Duluth’s Jang Su Jang offers a variation — prepared in the kitchen rather than tableside — called bossam (small $13.99, large $24.99), which is made with boiled pork belly and served with a colorful array of radish kimchee fused with chopped raw oyster, vegetable wraps and sauces used for dabbing. To Western palates, bossam’s mixture of pork and seafood flavors can be a funkier taste experience than fatty marinated galbi (marinated beef) grilled to caramelization. But let the funk in: Jang Su Jang’s bossam reveals the familiar flavors Korean cuisine is known for.

Bossam, typically served as an appetizer, can be considered a type of “anju,” or dish consumed while drinking. Koreans generally snack while drinking alcohol, and bossam’s salty profile complements a round or two of libations. Jang Su Jang’s owner Shelly Lee tells me the kitchen prepares its bossam by “boiling a slab of pork belly in a mixture of water, soy sauce, ginger, garlic and sugar for 100 minutes.” (It also can be prepared by steaming the pork belly instead of boiling it.)


“We keep the pork belly warm and moist in a steamer before serving it,” Lee continues. Then to serve it, the kitchen slices the pork into bite-size cuts and offers it with strips of the radish oyster kimchee, thin circular sheets of pickled radish and Napa cabbage for wrapping, and small side dishes of ssamjang and saujeot (briny fermented shrimp sauce with strong seafood taste) on the side.
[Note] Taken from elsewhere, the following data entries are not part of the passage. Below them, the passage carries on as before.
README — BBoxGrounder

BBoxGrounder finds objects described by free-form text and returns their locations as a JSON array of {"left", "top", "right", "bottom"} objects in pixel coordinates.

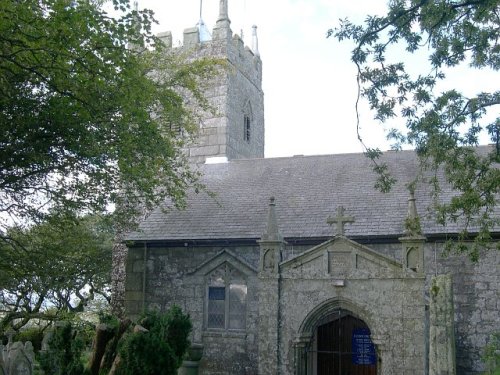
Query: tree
[
  {"left": 330, "top": 0, "right": 500, "bottom": 259},
  {"left": 0, "top": 0, "right": 221, "bottom": 232},
  {"left": 0, "top": 213, "right": 113, "bottom": 332}
]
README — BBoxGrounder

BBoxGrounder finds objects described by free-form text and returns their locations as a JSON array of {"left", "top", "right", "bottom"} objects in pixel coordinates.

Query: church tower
[{"left": 158, "top": 0, "right": 264, "bottom": 163}]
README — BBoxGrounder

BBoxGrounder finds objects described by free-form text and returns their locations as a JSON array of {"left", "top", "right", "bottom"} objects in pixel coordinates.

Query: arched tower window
[
  {"left": 244, "top": 115, "right": 251, "bottom": 142},
  {"left": 243, "top": 100, "right": 253, "bottom": 143}
]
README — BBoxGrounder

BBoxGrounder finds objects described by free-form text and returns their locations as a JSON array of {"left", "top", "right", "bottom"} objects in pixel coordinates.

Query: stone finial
[
  {"left": 404, "top": 189, "right": 422, "bottom": 236},
  {"left": 261, "top": 197, "right": 283, "bottom": 242},
  {"left": 213, "top": 0, "right": 231, "bottom": 40},
  {"left": 217, "top": 0, "right": 229, "bottom": 23},
  {"left": 259, "top": 197, "right": 284, "bottom": 274},
  {"left": 327, "top": 206, "right": 355, "bottom": 236},
  {"left": 251, "top": 25, "right": 260, "bottom": 56},
  {"left": 407, "top": 189, "right": 417, "bottom": 219},
  {"left": 400, "top": 189, "right": 426, "bottom": 273}
]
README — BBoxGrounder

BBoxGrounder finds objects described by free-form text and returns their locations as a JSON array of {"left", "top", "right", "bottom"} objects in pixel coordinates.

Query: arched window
[
  {"left": 206, "top": 263, "right": 247, "bottom": 330},
  {"left": 244, "top": 114, "right": 251, "bottom": 142},
  {"left": 243, "top": 100, "right": 253, "bottom": 143}
]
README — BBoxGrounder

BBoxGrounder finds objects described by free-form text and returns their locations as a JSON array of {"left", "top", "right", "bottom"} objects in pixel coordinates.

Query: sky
[{"left": 135, "top": 0, "right": 496, "bottom": 158}]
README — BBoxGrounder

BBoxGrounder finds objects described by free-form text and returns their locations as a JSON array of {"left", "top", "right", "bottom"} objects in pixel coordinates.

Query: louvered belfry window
[{"left": 244, "top": 114, "right": 251, "bottom": 142}]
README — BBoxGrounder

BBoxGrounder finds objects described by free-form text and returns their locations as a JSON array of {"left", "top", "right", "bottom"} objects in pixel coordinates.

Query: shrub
[
  {"left": 483, "top": 333, "right": 500, "bottom": 375},
  {"left": 38, "top": 322, "right": 85, "bottom": 375},
  {"left": 117, "top": 306, "right": 192, "bottom": 375},
  {"left": 15, "top": 327, "right": 45, "bottom": 352}
]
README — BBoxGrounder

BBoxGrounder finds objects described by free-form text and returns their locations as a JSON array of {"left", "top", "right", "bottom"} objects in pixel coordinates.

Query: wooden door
[{"left": 316, "top": 313, "right": 377, "bottom": 375}]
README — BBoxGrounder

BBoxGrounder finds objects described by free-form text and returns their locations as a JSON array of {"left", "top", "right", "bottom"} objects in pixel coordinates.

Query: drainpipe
[
  {"left": 142, "top": 242, "right": 147, "bottom": 312},
  {"left": 277, "top": 270, "right": 282, "bottom": 375}
]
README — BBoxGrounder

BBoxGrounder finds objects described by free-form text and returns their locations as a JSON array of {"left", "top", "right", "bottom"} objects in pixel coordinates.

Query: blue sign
[{"left": 352, "top": 328, "right": 376, "bottom": 365}]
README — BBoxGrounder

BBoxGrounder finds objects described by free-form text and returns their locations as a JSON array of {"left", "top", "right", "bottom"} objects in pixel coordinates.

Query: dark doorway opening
[{"left": 309, "top": 310, "right": 377, "bottom": 375}]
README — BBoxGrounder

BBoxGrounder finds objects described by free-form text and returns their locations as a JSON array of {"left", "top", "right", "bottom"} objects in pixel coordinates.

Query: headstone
[
  {"left": 0, "top": 344, "right": 7, "bottom": 375},
  {"left": 6, "top": 341, "right": 34, "bottom": 375},
  {"left": 41, "top": 329, "right": 53, "bottom": 352}
]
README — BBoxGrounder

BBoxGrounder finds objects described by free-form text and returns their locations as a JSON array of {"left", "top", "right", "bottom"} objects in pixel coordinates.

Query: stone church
[{"left": 120, "top": 2, "right": 500, "bottom": 374}]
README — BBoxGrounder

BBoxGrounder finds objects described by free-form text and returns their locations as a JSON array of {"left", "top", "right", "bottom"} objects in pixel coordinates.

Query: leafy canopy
[
  {"left": 0, "top": 0, "right": 221, "bottom": 231},
  {"left": 330, "top": 0, "right": 500, "bottom": 259},
  {"left": 0, "top": 213, "right": 113, "bottom": 332}
]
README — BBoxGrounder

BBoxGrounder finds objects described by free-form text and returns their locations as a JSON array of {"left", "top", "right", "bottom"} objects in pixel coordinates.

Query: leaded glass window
[
  {"left": 208, "top": 286, "right": 226, "bottom": 329},
  {"left": 206, "top": 263, "right": 247, "bottom": 331},
  {"left": 229, "top": 283, "right": 247, "bottom": 329}
]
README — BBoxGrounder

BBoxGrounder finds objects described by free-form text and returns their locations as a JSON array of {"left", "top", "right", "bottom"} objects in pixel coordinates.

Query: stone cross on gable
[{"left": 327, "top": 206, "right": 355, "bottom": 236}]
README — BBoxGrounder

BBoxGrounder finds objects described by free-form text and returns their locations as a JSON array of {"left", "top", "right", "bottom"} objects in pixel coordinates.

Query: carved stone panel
[
  {"left": 328, "top": 251, "right": 352, "bottom": 278},
  {"left": 263, "top": 249, "right": 275, "bottom": 270}
]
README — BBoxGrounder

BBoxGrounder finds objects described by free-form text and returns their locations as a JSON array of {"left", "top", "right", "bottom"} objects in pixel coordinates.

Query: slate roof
[{"left": 127, "top": 147, "right": 499, "bottom": 242}]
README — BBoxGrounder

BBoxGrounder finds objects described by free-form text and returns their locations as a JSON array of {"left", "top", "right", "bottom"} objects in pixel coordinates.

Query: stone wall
[
  {"left": 425, "top": 245, "right": 500, "bottom": 375},
  {"left": 124, "top": 239, "right": 499, "bottom": 375},
  {"left": 330, "top": 240, "right": 500, "bottom": 375},
  {"left": 125, "top": 244, "right": 260, "bottom": 375},
  {"left": 372, "top": 240, "right": 500, "bottom": 375}
]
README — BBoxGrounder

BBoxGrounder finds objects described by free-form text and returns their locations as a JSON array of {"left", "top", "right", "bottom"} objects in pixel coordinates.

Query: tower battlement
[
  {"left": 157, "top": 26, "right": 262, "bottom": 89},
  {"left": 156, "top": 0, "right": 264, "bottom": 163}
]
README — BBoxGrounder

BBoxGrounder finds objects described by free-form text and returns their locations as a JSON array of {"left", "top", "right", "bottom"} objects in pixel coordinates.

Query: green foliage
[
  {"left": 98, "top": 312, "right": 121, "bottom": 329},
  {"left": 483, "top": 333, "right": 500, "bottom": 374},
  {"left": 117, "top": 306, "right": 192, "bottom": 375},
  {"left": 0, "top": 0, "right": 222, "bottom": 231},
  {"left": 330, "top": 0, "right": 499, "bottom": 258},
  {"left": 0, "top": 213, "right": 113, "bottom": 332},
  {"left": 14, "top": 326, "right": 45, "bottom": 352},
  {"left": 38, "top": 322, "right": 85, "bottom": 375},
  {"left": 404, "top": 216, "right": 422, "bottom": 236}
]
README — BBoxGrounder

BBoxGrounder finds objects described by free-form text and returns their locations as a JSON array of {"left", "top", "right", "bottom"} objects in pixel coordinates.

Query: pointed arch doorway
[
  {"left": 296, "top": 304, "right": 378, "bottom": 375},
  {"left": 308, "top": 309, "right": 377, "bottom": 375}
]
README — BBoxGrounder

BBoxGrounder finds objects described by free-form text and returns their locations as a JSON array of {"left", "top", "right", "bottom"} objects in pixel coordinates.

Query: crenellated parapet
[{"left": 157, "top": 24, "right": 262, "bottom": 90}]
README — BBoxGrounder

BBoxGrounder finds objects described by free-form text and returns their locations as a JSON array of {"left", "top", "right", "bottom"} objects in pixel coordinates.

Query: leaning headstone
[
  {"left": 0, "top": 343, "right": 7, "bottom": 375},
  {"left": 6, "top": 341, "right": 34, "bottom": 375},
  {"left": 40, "top": 328, "right": 53, "bottom": 354},
  {"left": 429, "top": 273, "right": 456, "bottom": 375}
]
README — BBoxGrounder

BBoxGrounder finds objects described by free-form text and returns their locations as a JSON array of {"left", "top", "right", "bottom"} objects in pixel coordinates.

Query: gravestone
[
  {"left": 0, "top": 344, "right": 6, "bottom": 375},
  {"left": 1, "top": 341, "right": 34, "bottom": 375}
]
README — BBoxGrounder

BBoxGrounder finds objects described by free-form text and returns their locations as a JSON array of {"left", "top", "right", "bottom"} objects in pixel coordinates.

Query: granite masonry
[
  {"left": 117, "top": 1, "right": 500, "bottom": 374},
  {"left": 155, "top": 0, "right": 264, "bottom": 164}
]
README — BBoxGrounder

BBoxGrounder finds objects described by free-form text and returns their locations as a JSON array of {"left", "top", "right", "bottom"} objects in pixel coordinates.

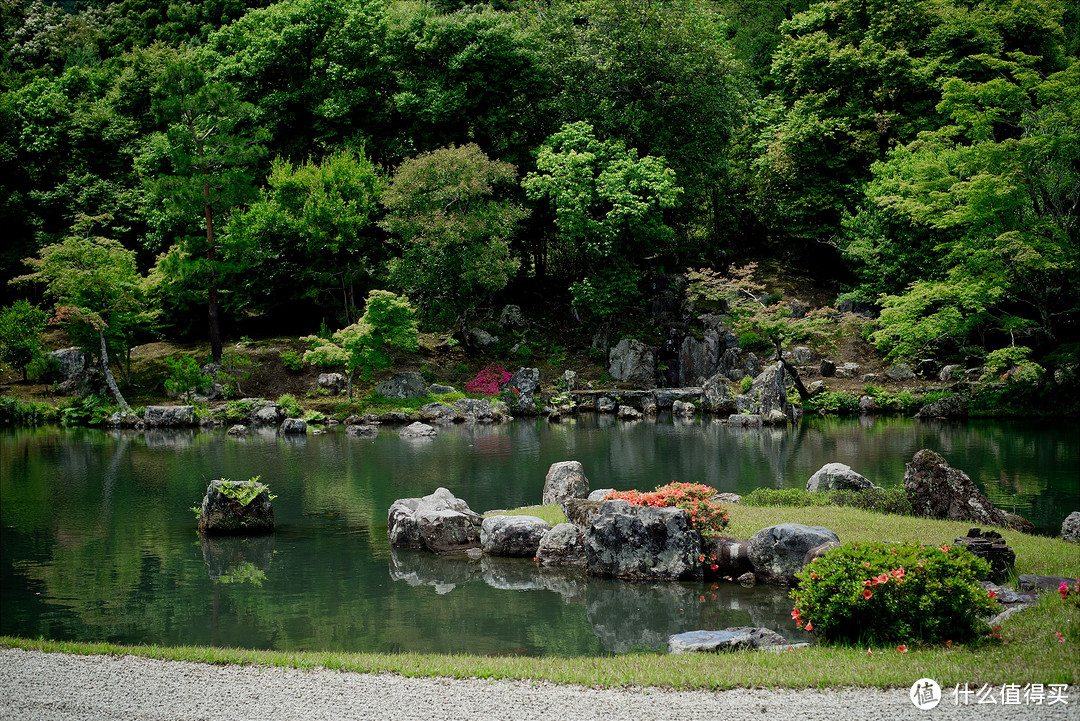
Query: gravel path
[{"left": 1, "top": 648, "right": 1076, "bottom": 721}]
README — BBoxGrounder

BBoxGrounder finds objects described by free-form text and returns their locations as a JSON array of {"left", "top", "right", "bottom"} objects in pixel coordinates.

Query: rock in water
[
  {"left": 542, "top": 461, "right": 590, "bottom": 507},
  {"left": 536, "top": 523, "right": 586, "bottom": 565},
  {"left": 747, "top": 523, "right": 840, "bottom": 584},
  {"left": 903, "top": 449, "right": 1008, "bottom": 526},
  {"left": 387, "top": 487, "right": 483, "bottom": 553},
  {"left": 197, "top": 479, "right": 275, "bottom": 535},
  {"left": 586, "top": 500, "right": 701, "bottom": 580},
  {"left": 481, "top": 515, "right": 552, "bottom": 557}
]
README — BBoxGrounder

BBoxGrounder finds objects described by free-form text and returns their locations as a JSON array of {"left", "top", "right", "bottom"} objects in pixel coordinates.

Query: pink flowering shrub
[
  {"left": 465, "top": 364, "right": 513, "bottom": 396},
  {"left": 605, "top": 482, "right": 729, "bottom": 537},
  {"left": 790, "top": 541, "right": 999, "bottom": 644}
]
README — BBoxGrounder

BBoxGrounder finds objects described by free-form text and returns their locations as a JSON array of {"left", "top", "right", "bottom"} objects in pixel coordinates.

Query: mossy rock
[{"left": 197, "top": 479, "right": 275, "bottom": 535}]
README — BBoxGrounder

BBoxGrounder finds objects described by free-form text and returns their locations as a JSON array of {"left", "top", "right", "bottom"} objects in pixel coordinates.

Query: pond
[{"left": 2, "top": 415, "right": 1077, "bottom": 656}]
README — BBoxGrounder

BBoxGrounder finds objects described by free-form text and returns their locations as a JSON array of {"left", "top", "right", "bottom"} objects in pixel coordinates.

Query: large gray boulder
[
  {"left": 278, "top": 418, "right": 307, "bottom": 435},
  {"left": 451, "top": 398, "right": 502, "bottom": 423},
  {"left": 805, "top": 463, "right": 876, "bottom": 492},
  {"left": 375, "top": 372, "right": 427, "bottom": 400},
  {"left": 915, "top": 395, "right": 968, "bottom": 420},
  {"left": 400, "top": 422, "right": 437, "bottom": 438},
  {"left": 504, "top": 367, "right": 540, "bottom": 414},
  {"left": 672, "top": 400, "right": 696, "bottom": 417},
  {"left": 480, "top": 515, "right": 551, "bottom": 557},
  {"left": 317, "top": 373, "right": 346, "bottom": 394},
  {"left": 1064, "top": 512, "right": 1080, "bottom": 543},
  {"left": 249, "top": 401, "right": 285, "bottom": 425},
  {"left": 542, "top": 461, "right": 590, "bottom": 507},
  {"left": 904, "top": 449, "right": 1008, "bottom": 526},
  {"left": 388, "top": 488, "right": 483, "bottom": 553},
  {"left": 748, "top": 362, "right": 790, "bottom": 425},
  {"left": 701, "top": 373, "right": 737, "bottom": 415},
  {"left": 608, "top": 339, "right": 656, "bottom": 388},
  {"left": 585, "top": 500, "right": 701, "bottom": 580},
  {"left": 197, "top": 479, "right": 275, "bottom": 535},
  {"left": 144, "top": 405, "right": 196, "bottom": 428},
  {"left": 419, "top": 402, "right": 460, "bottom": 424},
  {"left": 668, "top": 627, "right": 787, "bottom": 654},
  {"left": 536, "top": 523, "right": 586, "bottom": 565},
  {"left": 679, "top": 333, "right": 721, "bottom": 386},
  {"left": 748, "top": 523, "right": 840, "bottom": 584}
]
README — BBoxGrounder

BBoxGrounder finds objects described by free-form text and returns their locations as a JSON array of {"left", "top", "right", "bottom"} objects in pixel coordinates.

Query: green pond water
[{"left": 2, "top": 415, "right": 1077, "bottom": 656}]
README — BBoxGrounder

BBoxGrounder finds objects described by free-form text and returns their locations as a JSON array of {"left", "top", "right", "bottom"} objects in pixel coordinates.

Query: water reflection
[
  {"left": 201, "top": 535, "right": 275, "bottom": 585},
  {"left": 1, "top": 416, "right": 1077, "bottom": 656},
  {"left": 387, "top": 548, "right": 809, "bottom": 652}
]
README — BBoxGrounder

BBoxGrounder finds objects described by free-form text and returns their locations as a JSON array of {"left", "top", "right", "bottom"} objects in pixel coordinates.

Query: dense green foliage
[
  {"left": 0, "top": 299, "right": 48, "bottom": 380},
  {"left": 0, "top": 0, "right": 1076, "bottom": 386},
  {"left": 791, "top": 542, "right": 999, "bottom": 644}
]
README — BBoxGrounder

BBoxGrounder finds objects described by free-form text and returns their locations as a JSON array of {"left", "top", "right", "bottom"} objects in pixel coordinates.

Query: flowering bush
[
  {"left": 1061, "top": 579, "right": 1080, "bottom": 610},
  {"left": 465, "top": 364, "right": 513, "bottom": 396},
  {"left": 604, "top": 482, "right": 730, "bottom": 537},
  {"left": 790, "top": 541, "right": 999, "bottom": 644}
]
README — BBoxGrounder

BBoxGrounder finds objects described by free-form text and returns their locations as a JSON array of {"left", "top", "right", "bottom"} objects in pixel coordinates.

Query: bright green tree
[
  {"left": 750, "top": 0, "right": 1071, "bottom": 247},
  {"left": 868, "top": 57, "right": 1080, "bottom": 361},
  {"left": 522, "top": 121, "right": 682, "bottom": 321},
  {"left": 380, "top": 143, "right": 525, "bottom": 335},
  {"left": 0, "top": 299, "right": 49, "bottom": 381},
  {"left": 302, "top": 290, "right": 419, "bottom": 398},
  {"left": 13, "top": 214, "right": 149, "bottom": 410},
  {"left": 227, "top": 149, "right": 382, "bottom": 324}
]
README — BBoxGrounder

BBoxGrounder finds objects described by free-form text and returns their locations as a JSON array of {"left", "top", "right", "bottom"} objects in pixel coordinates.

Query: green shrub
[
  {"left": 742, "top": 487, "right": 912, "bottom": 516},
  {"left": 803, "top": 391, "right": 860, "bottom": 414},
  {"left": 280, "top": 350, "right": 304, "bottom": 372},
  {"left": 222, "top": 399, "right": 255, "bottom": 422},
  {"left": 791, "top": 541, "right": 999, "bottom": 644},
  {"left": 277, "top": 393, "right": 303, "bottom": 418},
  {"left": 0, "top": 395, "right": 60, "bottom": 425},
  {"left": 60, "top": 394, "right": 115, "bottom": 426},
  {"left": 163, "top": 357, "right": 211, "bottom": 401},
  {"left": 739, "top": 375, "right": 753, "bottom": 394}
]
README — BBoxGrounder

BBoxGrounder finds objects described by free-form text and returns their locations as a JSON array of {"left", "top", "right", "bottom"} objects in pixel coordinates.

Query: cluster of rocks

The radish wraps will instantly grab your attention. One is stained hot pink from soaking in beet juice, and the other is faint green and slightly sharp in flavor from a wasabi preparation. The Napa cabbage wraps, typically used for Korean cabbage kimchee, have been relaxed with salt to make wrapping and eating it easier. For heat, a crunchy serving of radish kimchee heavily seasoned with red pepper and pickled slices of jalapeno peppers also can be thrown into your wrap.

The best way to eat Jang Su Jang’s bossam is to just dive in. Try taking a single radish wrap or cabbage leaf, lay a piece of pork on it and top with kimchee and a slice of jalapeno. Grab the wrap with your chopsticks, or use your hands if you want, and eat.


OK, now go all in and make a wrap with cabbage, both types of radish slices, a piece of pork (or two), kimchee, jalapeno and dabs of both ssamjang and saujeot.

One caveat: Watch out for the hard and chewy remnants of rib joint in the top corners of the pork. If you’re like me, you may relish them, but they’re not everyone’s cup of tea.